GENEL KURUL KONUŞMASI
Konu: (10/3200, 3361, 3362, 3364, 3365) No.lu Depreme Karşı Alınabilecek Önlemlerin ve Depremlerin Zararlarının En Aza İndirilmesi İçin Alınması Gereken Tedbirlerin Belirlenmesi Amacıyla Bir Meclis Araştırması Açılmasına İlişkin Önergelerin Ön Görüşmeleri münasebetiyle
Yasama Yılı:4
Birleşim:11
Tarih:03.11.2020

AK PARTİ GRUBU ADINA SELAHATTİN MİNSOLMAZ (Kırklareli) - Sayın Başkan, değerli milletvekilleri; depremde alınması gereken tedbirlere ilişkin Meclis araştırması önergesi hakkında AK PARTİ Grubumuz adına söz almış bulunuyorum.
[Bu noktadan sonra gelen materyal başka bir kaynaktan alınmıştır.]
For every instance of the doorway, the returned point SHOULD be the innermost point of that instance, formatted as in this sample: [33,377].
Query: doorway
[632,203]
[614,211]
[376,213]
Yüce heyetinizi saygıyla selamlıyorum.

İzmir'de yaşanan depremde yaşamını yitiren 109 vatandaşımıza Allah'tan rahmet, yaralılara ve tedavi gören kardeşlerimize acil şifalar diliyorum.

Tüm parti gruplarının ortak önergesiyle depreme ilişkin bir Meclis araştırması açılması ve bir komisyon kurulması yönündeki duyarlılık gerçekten çok değerli. Bu konuda Mecliste 21'inci Yasama Dönemi'nde 2000 yılında, 23'üncü Yasama Dönemi'nde 2010 yılında yine aynı amaca mahsus komisyonlar kurulup komisyon raporları Genel Kurulda oylanmış ve kabul edilmiş.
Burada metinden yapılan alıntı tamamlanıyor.